Why Prosecutors Shouldn’t Tweet: The Lesson Of Bill Cosby

Libel, imprisonment, or execution: where prosecution is the public concern, the game of social-media Russian roulette is as random as it is dangerous. Ultimately, a defendant’s fate may be determined by a tweet or a Facebook post. Innocence, guilt, these are only trifling concerns.

Just so with Bill Cosby, whose lawyers filed a motion this week objecting to his renewed prosecution, on the basis that a ten-year delay in criminal charges violated his right to a fair trial. Cosby’s objection is one that may become more common, as his defense team and other attorneys acclimate to a persecutory social media climate uninterested in careful inquiry.

Ideally, in situations like this case, prosecutors will abide by the ethical canon that forbids public statements “likely to increase public condemnation of the accused.” In practice, this ethical restraint is seldom exercised.

The solution is for state, city, and federal prosecutors’ offices to institute bans barring their attorneys from using social media.

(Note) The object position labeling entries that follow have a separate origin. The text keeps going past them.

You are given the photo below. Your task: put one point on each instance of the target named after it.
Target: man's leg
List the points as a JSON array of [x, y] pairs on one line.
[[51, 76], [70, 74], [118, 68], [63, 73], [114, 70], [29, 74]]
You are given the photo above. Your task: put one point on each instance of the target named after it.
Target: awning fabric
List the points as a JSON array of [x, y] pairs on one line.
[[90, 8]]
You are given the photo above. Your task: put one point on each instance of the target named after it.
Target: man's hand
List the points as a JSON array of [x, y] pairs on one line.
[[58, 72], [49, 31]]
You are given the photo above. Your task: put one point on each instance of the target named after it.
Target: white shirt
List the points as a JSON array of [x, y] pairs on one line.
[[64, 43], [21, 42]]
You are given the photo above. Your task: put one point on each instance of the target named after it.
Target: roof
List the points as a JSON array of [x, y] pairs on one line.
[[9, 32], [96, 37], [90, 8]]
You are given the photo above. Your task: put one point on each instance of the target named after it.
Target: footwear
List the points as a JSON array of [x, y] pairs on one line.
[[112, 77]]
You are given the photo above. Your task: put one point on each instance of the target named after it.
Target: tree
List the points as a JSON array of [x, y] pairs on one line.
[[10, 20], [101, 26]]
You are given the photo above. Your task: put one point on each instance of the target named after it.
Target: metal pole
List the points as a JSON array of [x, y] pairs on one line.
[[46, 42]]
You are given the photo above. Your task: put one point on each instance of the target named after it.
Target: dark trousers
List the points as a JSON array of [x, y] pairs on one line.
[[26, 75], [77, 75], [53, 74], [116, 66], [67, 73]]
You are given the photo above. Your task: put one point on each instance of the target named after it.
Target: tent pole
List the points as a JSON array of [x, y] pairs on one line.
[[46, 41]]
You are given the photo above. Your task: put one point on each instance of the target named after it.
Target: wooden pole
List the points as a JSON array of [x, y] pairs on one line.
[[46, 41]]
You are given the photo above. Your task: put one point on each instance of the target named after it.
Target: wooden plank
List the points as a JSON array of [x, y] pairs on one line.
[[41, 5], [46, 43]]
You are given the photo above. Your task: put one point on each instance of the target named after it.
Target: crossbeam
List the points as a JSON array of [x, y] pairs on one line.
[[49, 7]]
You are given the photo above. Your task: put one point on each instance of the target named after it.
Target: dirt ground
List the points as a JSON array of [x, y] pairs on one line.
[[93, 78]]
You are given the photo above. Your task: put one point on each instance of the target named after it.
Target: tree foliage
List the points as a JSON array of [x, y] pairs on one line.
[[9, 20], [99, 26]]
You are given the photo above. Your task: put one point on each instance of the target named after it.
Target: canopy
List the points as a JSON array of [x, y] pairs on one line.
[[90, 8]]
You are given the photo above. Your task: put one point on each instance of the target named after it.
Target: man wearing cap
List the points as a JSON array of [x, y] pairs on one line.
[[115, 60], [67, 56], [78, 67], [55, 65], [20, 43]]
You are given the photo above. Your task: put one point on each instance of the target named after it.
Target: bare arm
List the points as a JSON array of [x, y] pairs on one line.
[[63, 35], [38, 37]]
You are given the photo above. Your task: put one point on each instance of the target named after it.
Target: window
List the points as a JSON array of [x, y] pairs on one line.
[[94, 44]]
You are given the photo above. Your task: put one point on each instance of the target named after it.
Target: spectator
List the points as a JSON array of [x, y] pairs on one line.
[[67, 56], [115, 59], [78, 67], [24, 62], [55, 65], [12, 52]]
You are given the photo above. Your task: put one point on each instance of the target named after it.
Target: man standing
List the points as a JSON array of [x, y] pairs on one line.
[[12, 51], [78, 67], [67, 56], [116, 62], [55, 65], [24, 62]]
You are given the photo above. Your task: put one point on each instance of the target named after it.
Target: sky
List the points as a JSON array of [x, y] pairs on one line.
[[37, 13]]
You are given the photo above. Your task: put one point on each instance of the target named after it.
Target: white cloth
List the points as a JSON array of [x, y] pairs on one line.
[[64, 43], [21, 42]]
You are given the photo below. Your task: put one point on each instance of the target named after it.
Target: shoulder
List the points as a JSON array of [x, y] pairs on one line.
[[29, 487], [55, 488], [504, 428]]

Why the absoluteness of a complete ban? For the same reason Batson strikes and Brady violations exist: to stack juries based on race, hide evidence from the defense, or taint the public’s view so they’re incapable of objectivity, can irreversibly contaminate a courtroom. As Justice Robert Jackson aptly observed, “[t]he prosecutor has more control over life, liberty, and reputation than any other person in America.” That sort of power shouldn’t go unchecked.

Other figures, like judges, are severely limited in regards to political activity because of their institutional neutrality. But prosecutors aren’t neutral. Practically speaking, most chase the twin goals of winning elections and maintaining high conviction rates. When those goals overlap, justice may emerge stillborn.